Some of Tatums well-known pieces include; Willow weep for me, Tea for two, Begin the beguine, Yesterdays, Night and Day, Deep purple, Tiga Rug and hundreds more. In 1989, Art Tatum posthumously received the Grammy Lifetime Achievement Award.
Art Tatum was a man with extraordinary talent. Many consider him a jazz master because of his exceptionally unique and unusual ability to improvise tunes and harmonize melodies. He made numerous performances in New York clubs and recorded his first solo in 1932.
Influenced by the well-known pianists, Fats Waller, Earl Hines and Lee Sims, Tatum was a virtuoso at jazz piano. Lee Sims was an influential pop-pianist but it was Fats Wallers swing style that greatly inspired Tatums style. Tatums swinging melodic tunes illustrated his great control and authority in his pianistic technique. Some of his most famous recordings that showcased his swing jazz style include Tea for Two, Tiger Rag, Sweet Lorraine, among others. Earl Hines influence is seen in Tatums recordings such as Fine and dandy, which was a unique fusion of blues, extended harmonic patterns, classical piano nuances and the jazz swing style. Other recordings such as Sweet Lorraine had the similar gentle swing style, perfectly infused with a medium tempo and subtle melodies.
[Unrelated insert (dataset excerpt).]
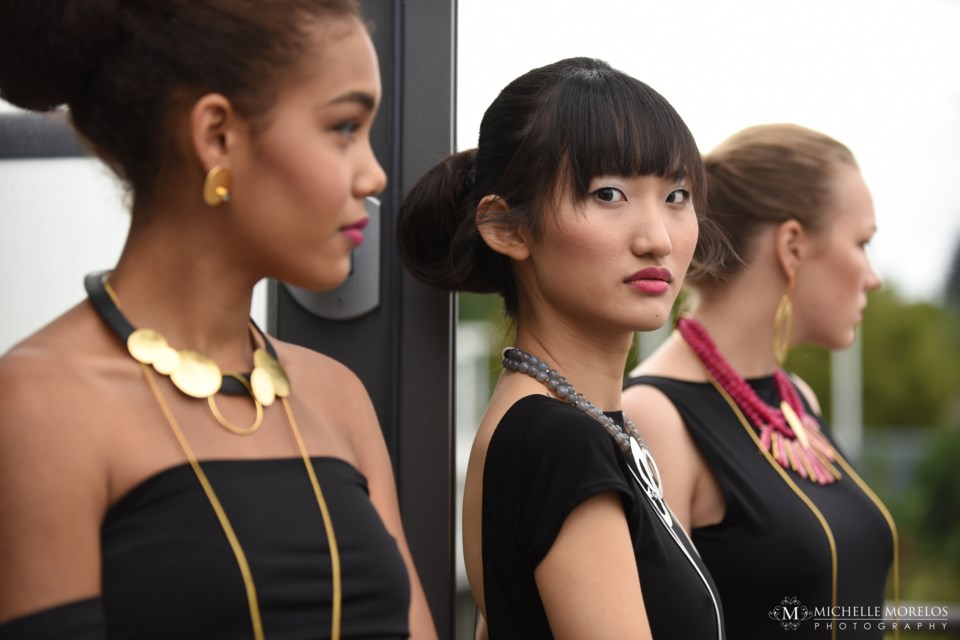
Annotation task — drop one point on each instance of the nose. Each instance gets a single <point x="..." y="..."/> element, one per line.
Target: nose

Tatum was able to set his improvisations into arrangements such as Tea for Two and his innovative creativity for harmonizing melodies by altering the supporting chord progressions is seen in his solo recordings. In some of his other recordings such as Aunt Hagars Blues, there was the extensive use of dissonance in order to accomplish a blues effect. He was the first pianist to use this kind of technique in a swing style. Notably, Tatums style combined swing, stride, classical, boogie-woogie and jazz elements.
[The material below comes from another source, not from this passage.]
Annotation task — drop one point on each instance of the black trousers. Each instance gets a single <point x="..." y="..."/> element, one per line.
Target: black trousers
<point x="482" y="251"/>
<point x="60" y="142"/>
Tatums solo recordings were some of his best work. His first set titled “Art Tatum: The Complete Pablo Solo Masterpieces,”, comprised 69 pieces. Numerous recordings followed after including group collaborations with the likes of the superb alto saxophonist Benny Carter, the trumpet master Roy Elridge and clarinetist Buddy DeFranco. However, the best collaboration was of Tatum and tenor saxophonist Ben Webster. Some of the recordings they did together include Gone with the Wind, Where or When and All the Things You Are, just to name a few.